从 SedonaSQL DataFrame 创建 SpatialRDD¶

请先按创建 Geometry 类型列创建 Geometry 类型列，然后从 DataFrame 创建 SpatialRDD：

ScalaJavaPython

var spatialRDD = StructuredAdapter.toSpatialRdd(spatialDf, "usacounty")

SpatialRDD spatialRDD = StructuredAdapter.toSpatialRdd(spatialDf, "usacounty")

from sedona.spark import StructuredAdapter

spatialRDD = StructuredAdapter.toSpatialRdd(spatialDf, "usacounty")

"usacounty" 是几何列的列名，可选参数。如果不提供，将使用第一个几何列。

转换坐标参考系¶

Sedona 不会自动管理 SpatialRDD 中所有几何对象的坐标单位（基于度还是基于米）。SedonaSQL 中所有相关距离的单位与 SpatialRDD 中几何对象的单位保持一致。

自 v1.5.0 起，该函数默认使用 lon/lat 顺序（之前为 lat/lon 顺序）。可以使用 spatialRDD.flipCoordinates 交换 X 与 Y。

转换 SpatialRDD 的坐标参考系：

ScalaJavaPython

val sourceCrsCode = "epsg:4326" // WGS84，最常见的基于度的 CRS
val targetCrsCode = "epsg:3857" // 最常见的基于米的 CRS
objectRDD.CRSTransform(sourceCrsCode, targetCrsCode, false)

String sourceCrsCode = "epsg:4326" // WGS84，最常见的基于度的 CRS
String targetCrsCode = "epsg:3857" // 最常见的基于米的 CRS
objectRDD.CRSTransform(sourceCrsCode, targetCrsCode, false)
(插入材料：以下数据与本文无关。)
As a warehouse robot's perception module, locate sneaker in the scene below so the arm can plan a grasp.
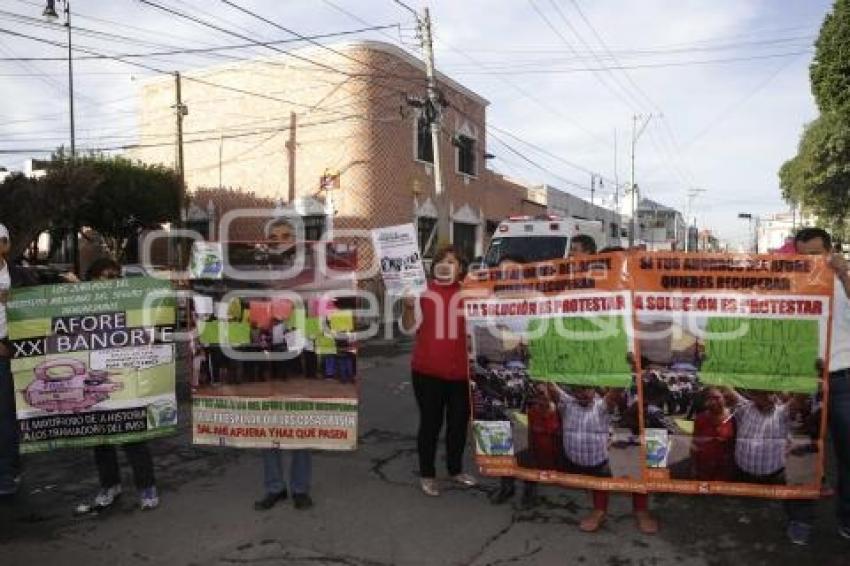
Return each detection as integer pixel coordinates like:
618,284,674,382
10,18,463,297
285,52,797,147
254,489,289,511
292,493,313,511
578,509,607,533
785,521,812,546
139,486,159,511
419,478,440,497
74,484,121,515
452,474,478,487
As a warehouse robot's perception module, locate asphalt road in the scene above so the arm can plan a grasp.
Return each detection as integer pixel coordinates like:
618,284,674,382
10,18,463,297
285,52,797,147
0,347,850,566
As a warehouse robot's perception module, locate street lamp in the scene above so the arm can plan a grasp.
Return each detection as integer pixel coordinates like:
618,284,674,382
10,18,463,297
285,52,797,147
41,0,77,158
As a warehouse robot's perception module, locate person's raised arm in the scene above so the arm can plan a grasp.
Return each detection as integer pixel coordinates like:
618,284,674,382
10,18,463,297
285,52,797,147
829,253,850,299
401,295,422,332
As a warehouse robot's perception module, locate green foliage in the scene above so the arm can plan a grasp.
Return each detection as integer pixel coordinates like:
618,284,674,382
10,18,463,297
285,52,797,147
0,155,181,258
809,0,850,113
779,111,850,237
76,157,180,256
779,0,850,240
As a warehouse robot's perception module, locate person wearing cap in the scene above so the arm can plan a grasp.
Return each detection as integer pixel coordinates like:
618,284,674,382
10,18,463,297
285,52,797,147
0,224,36,496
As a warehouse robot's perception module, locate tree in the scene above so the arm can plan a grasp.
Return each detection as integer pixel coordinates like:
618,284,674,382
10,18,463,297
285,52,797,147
0,164,96,257
0,155,181,259
779,110,850,234
779,0,850,239
72,157,180,259
809,0,850,112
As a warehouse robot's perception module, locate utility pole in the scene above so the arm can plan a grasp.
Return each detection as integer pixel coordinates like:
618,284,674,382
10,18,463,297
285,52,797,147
65,0,77,158
286,112,298,206
168,71,189,265
172,71,189,212
419,7,451,249
685,189,705,252
614,128,620,214
41,0,77,159
629,114,653,247
590,173,596,209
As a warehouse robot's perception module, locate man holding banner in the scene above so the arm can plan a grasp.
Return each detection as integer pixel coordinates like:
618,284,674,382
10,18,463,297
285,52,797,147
794,228,850,539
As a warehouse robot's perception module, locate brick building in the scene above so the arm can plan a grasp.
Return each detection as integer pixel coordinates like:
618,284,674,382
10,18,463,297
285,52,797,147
134,41,545,264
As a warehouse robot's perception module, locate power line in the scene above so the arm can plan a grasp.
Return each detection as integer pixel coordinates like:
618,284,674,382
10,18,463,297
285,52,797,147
0,24,404,61
444,49,814,75
0,106,398,154
393,0,419,18
139,0,420,86
215,0,420,89
0,28,374,118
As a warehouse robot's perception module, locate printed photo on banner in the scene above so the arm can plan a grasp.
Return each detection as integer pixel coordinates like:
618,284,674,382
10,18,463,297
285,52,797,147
7,278,177,452
631,254,832,496
192,242,358,450
372,224,428,296
465,255,643,491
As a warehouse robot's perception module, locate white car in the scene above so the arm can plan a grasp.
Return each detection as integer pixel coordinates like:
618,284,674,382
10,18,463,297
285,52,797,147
481,215,605,268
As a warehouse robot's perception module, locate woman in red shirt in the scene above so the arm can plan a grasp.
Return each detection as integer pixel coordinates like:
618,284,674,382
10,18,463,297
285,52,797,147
691,387,735,481
402,246,477,496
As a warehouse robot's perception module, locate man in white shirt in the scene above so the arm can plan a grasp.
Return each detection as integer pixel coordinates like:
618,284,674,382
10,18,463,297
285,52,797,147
0,224,35,497
794,228,850,539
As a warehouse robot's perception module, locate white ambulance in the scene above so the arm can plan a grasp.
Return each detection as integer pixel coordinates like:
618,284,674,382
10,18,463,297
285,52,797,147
479,215,605,269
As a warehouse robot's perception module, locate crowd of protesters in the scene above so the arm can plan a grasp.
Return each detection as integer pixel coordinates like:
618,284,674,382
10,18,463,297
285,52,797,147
0,220,850,544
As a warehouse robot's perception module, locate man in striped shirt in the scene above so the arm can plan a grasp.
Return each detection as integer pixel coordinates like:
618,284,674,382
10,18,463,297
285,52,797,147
725,388,814,544
549,383,658,534
550,384,618,470
734,391,791,484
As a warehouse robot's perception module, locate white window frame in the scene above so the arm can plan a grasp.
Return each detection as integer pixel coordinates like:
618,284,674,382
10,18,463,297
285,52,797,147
413,110,435,167
452,131,480,179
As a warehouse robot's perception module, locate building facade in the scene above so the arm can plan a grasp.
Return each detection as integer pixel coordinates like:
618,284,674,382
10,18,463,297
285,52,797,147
133,41,545,264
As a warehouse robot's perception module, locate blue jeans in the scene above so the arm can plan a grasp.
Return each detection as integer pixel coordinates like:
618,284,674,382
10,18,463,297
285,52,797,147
263,448,313,495
829,369,850,527
0,357,21,495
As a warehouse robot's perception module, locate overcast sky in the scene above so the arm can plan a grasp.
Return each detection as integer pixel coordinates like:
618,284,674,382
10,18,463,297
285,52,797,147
0,0,831,246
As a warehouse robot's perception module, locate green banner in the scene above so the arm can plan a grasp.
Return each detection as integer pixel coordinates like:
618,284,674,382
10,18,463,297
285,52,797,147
7,278,177,452
700,317,820,393
528,315,632,387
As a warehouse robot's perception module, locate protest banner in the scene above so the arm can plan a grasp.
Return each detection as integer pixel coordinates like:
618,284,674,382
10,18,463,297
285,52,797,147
372,224,428,296
7,278,177,452
628,253,833,498
192,243,358,450
464,253,645,492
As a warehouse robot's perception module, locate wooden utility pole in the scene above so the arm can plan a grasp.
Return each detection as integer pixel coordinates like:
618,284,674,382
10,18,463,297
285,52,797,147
172,71,189,217
419,8,451,249
286,112,297,205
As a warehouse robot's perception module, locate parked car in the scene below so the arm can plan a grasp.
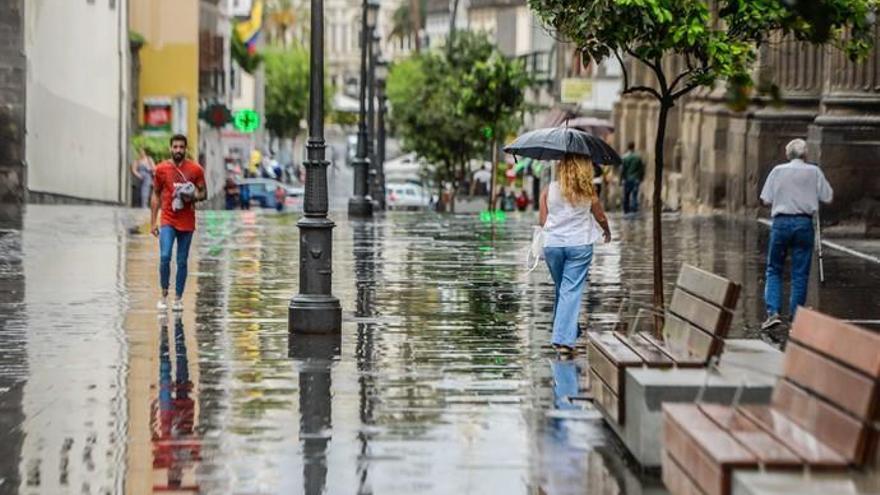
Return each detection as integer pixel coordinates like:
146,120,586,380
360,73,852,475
236,178,304,208
385,183,430,210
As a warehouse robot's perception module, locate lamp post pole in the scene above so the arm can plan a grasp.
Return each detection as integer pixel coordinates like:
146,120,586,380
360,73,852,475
287,0,342,334
374,70,388,210
348,0,378,218
367,30,379,210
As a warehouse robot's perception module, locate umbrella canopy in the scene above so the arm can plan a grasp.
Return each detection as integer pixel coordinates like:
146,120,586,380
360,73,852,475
504,127,620,165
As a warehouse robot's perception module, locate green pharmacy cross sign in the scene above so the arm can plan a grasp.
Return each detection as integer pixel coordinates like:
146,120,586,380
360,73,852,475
232,110,260,132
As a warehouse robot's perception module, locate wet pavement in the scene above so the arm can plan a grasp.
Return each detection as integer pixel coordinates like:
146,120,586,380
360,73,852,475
0,206,880,495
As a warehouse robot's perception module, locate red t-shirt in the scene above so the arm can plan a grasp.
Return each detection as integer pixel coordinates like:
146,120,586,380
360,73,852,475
153,160,205,232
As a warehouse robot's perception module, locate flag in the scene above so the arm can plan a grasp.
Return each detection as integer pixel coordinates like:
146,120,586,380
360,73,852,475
235,0,263,48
sourceCrsCode = "epsg:4326" // WGS84，最常见的基于度的 CRS
targetCrsCode = "epsg:3857" // 最常见的基于米的 CRS
objectRDD.CRSTransform(sourceCrsCode, targetCrsCode, False)
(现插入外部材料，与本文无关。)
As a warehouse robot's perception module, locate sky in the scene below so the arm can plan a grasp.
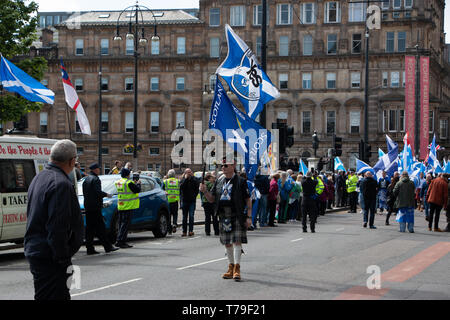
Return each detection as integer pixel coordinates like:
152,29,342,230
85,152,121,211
34,0,450,43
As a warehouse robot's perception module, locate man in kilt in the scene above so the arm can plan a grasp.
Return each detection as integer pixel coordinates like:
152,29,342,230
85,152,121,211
200,158,252,281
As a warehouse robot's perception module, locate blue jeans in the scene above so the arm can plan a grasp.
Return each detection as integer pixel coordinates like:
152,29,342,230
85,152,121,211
256,194,269,227
399,222,414,232
183,201,195,233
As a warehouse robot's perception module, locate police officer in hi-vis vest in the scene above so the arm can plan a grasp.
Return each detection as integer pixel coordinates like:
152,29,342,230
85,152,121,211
163,169,180,234
116,168,141,249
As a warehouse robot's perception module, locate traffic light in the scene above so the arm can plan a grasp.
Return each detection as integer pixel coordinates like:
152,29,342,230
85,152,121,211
333,134,342,157
286,127,294,148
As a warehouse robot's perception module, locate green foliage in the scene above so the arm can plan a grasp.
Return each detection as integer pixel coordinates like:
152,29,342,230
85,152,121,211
0,0,47,123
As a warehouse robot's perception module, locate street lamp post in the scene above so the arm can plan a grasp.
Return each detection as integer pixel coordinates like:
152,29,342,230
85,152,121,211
114,1,159,170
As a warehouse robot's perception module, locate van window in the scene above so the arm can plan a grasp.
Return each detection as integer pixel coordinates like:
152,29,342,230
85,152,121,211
0,160,36,193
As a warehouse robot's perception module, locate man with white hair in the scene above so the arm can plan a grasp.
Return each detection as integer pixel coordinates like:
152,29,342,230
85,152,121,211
163,169,180,234
24,140,84,300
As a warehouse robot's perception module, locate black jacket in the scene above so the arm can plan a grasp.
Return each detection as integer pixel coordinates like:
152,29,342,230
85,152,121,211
83,172,108,211
24,163,84,264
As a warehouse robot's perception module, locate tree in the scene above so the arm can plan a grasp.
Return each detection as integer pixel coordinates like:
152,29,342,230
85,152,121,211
0,0,47,123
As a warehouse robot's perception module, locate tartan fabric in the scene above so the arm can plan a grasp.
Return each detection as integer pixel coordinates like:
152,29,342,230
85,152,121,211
219,216,247,245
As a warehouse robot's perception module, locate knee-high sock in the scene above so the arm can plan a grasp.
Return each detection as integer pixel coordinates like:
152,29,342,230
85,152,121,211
225,246,234,264
233,244,242,264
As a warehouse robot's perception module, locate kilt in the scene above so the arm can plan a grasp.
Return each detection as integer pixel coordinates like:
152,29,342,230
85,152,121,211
219,208,247,245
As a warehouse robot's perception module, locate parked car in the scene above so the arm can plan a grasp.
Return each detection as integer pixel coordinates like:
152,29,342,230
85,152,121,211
78,175,169,241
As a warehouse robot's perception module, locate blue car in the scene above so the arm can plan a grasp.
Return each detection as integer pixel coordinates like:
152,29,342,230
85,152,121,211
78,175,169,242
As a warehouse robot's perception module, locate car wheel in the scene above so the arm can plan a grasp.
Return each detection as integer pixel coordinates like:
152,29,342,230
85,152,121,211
108,211,119,244
152,210,169,238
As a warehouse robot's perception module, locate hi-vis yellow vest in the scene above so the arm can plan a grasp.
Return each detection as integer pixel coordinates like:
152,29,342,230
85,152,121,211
345,174,359,193
164,178,180,203
115,178,139,211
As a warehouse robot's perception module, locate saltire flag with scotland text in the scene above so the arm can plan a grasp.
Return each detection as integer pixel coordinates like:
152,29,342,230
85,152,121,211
61,59,91,135
0,55,55,104
216,24,280,119
209,79,272,181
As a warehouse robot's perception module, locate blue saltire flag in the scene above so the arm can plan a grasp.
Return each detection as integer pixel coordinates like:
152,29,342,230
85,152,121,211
298,159,308,176
216,24,280,119
356,159,375,175
373,147,398,178
209,79,272,181
0,56,55,104
386,135,398,152
428,135,439,169
334,157,347,172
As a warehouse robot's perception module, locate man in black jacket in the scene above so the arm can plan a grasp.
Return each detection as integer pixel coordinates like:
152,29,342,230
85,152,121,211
24,140,84,300
180,168,200,237
83,163,117,255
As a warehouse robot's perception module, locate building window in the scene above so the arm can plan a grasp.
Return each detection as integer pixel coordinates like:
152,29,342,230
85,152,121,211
125,78,134,91
327,111,336,134
100,39,109,56
391,71,400,88
177,37,186,54
302,72,312,90
279,73,288,89
325,1,340,23
150,77,159,91
327,34,337,54
386,32,395,52
39,112,48,133
150,112,159,133
327,73,336,89
75,78,83,91
439,119,448,139
405,0,413,9
209,8,220,27
102,112,109,132
350,111,361,133
381,71,389,88
302,3,316,24
230,6,245,27
150,148,159,156
209,38,220,58
279,36,289,57
75,39,84,56
302,111,311,133
177,77,184,91
176,112,186,129
277,3,292,24
348,3,366,22
151,40,159,55
352,33,362,54
351,72,361,88
125,112,134,133
125,39,134,56
397,31,406,52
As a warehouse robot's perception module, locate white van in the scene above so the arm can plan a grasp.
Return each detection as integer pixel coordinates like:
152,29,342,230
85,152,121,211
0,135,58,243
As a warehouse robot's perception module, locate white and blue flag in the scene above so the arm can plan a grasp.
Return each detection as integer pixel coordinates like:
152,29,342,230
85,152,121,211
356,159,375,175
0,56,55,104
216,24,280,119
334,157,347,172
298,159,308,176
209,79,272,181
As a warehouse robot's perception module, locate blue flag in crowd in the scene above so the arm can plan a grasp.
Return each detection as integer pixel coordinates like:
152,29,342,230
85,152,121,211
209,79,272,181
334,157,347,172
356,159,375,175
0,56,55,104
298,159,308,175
216,24,280,119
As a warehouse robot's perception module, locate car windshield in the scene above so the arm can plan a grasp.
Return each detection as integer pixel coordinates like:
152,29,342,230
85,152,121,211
78,175,120,196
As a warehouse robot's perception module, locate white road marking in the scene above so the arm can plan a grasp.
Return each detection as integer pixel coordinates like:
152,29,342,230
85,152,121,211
177,257,228,270
71,278,142,297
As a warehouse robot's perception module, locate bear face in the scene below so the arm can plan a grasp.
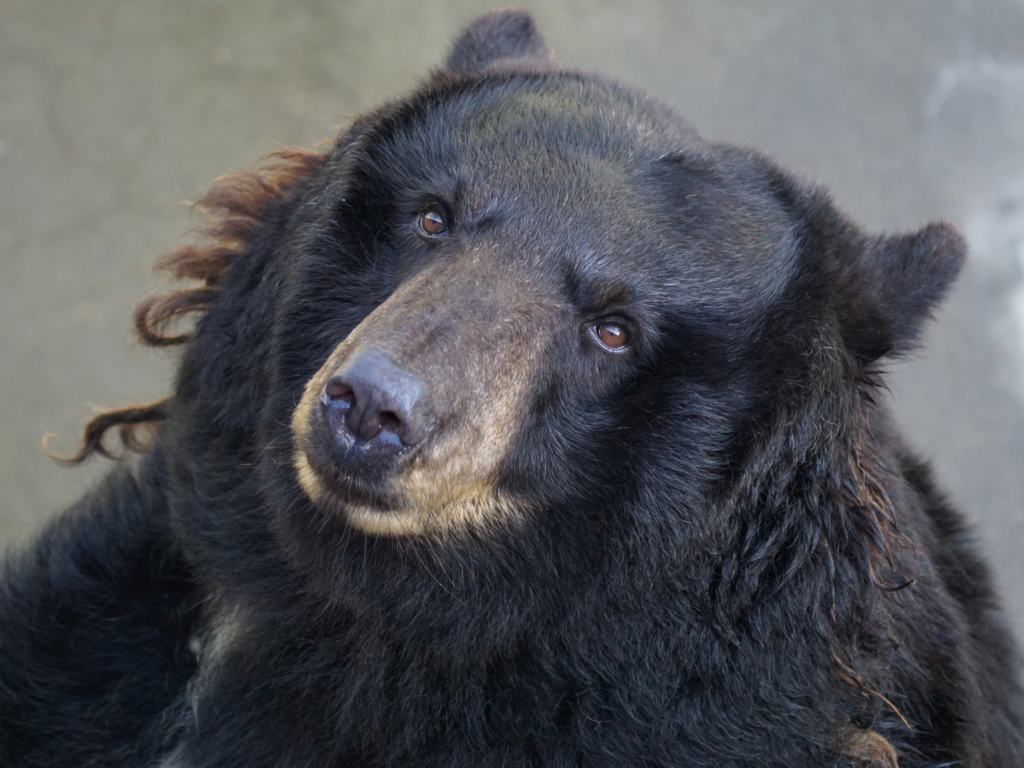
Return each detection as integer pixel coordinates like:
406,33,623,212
0,11,1024,767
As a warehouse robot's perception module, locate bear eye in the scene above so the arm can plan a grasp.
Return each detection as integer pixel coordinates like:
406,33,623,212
416,210,447,238
591,322,630,352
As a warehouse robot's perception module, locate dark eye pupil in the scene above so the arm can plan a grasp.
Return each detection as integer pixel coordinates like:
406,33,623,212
597,323,626,349
420,211,444,234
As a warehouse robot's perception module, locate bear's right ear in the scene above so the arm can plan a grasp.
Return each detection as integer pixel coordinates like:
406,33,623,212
841,222,967,362
444,10,550,76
CRSTransform(sourceCrsCode, targetCrsCode, false) 的第三个参数为 false 表示不容忍 Datum shift；如果希望宽松处理，请改为 true。

Warning

CRS 转换应在创建每个 SpatialRDD 之后立即进行，否则会导致查询结果错误。例如：

ScalaJavaPython

val objectRDD = WktReader.readToGeometryRDD(sedona.sparkContext, inputLocation, wktColumn, allowTopologyInvalidGeometries, skipSyntaxInvalidGeometries)
objectRDD.CRSTransform("epsg:4326", "epsg:3857", false)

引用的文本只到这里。